Most mural projects begin with a series of meetings to develop the theme and design, and to make the mural meaningful to its community. But unlike most projects, this one focused on an idea, not a neighborhood.

Over two years, the city Mural Arts Program in cooperation with Social Impact Studios - a Philadelphia arts organization that specializes in the triad of art, policy, and community - talked about work and its meaning at neighborhood meetings, as well as at Graterford Prison.

"I was surprised by how hopeful people were," said Ennis Carter, director of Social Impact Studios. Times were hard, she said, but people seemed optimistic about the possibilities and the redeeming power of work.

Netanel Portier, project manager for the mural project, found herself particularly moved by the meeting at the offices of Congreso, a social-services organization for Latinos in North Philadelphia. There, she said, participants talked about how the many textile factories in their neighborhoods once kept people employed. Those jobs are mostly gone.

"People could just go down the street and get a job," Portier said. "If they didn't like one job, they could go get another one.

"They had so many stories to share about the importance of work in their community, and, if there's no work, how it affects the fabric of the community."

In the mural, an ocean of blue fabric machine-stitched by a pair of hands of indiscriminate hue forms the lower edge. The image signifies that work is a fabric that unites all, and it gives more than a nod to Philadelphia's once-important role in textile manufacturing.

Mural artist Eric Okdeh attended most of the meetings, and his design incorporates quotations from attendees. The mural is divided into four vertical sections, each for a type of work that dominated the economy over time. Images evoke agriculture, manufacturing, the service economy, and, finally, the future of work, symbolized by a circuit board.

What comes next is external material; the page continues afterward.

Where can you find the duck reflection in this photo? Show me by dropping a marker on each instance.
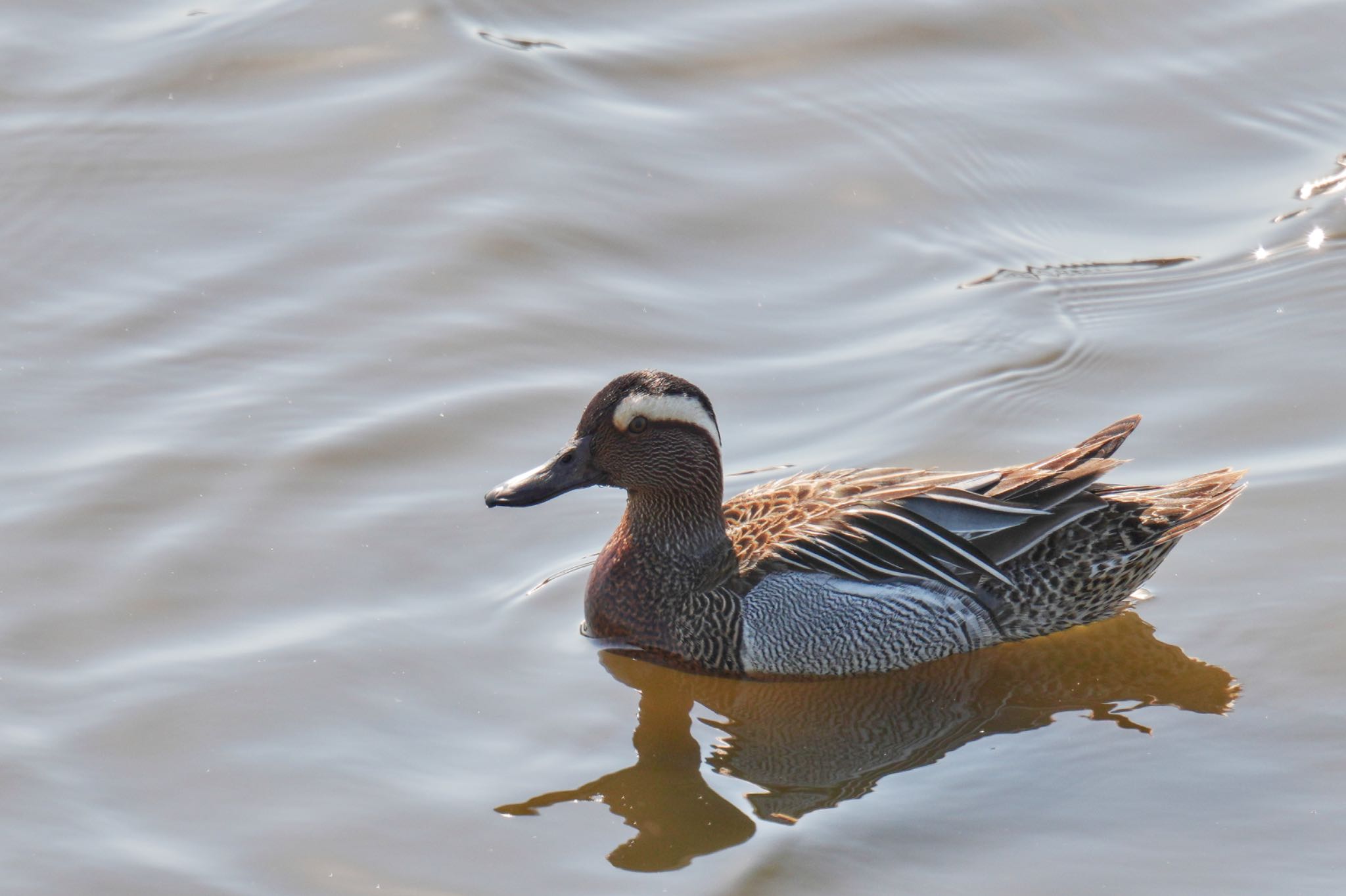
(814, 744)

The mural also incorporates stained glass, a salute to Philadelphia's important role in stained-glass production.

The images were all translated into 128 cloth panels five feet square, most of them painted at an indoor workshop. Only the last 16 or so were reserved for Monday's exercise.

Some glass mosaic work is already mounted, and the painted panels will go up on the wall starting next week and through September.

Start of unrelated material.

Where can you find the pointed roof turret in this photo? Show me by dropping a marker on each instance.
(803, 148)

The mural's position on the Archworks building is significant because the building now houses the Children's Village. The day-care center was founded by labor unions in the 1970s to care for the children of textile workers employed in nearby factories.

Recent graduate Nathan Hazlett, 5, of Haddonfield, and his family dropped by to paint. Judging from his hands, Nathan worked on the blue part.

"I want to be an engineer," he said when asked about his work plans. "I like to build things."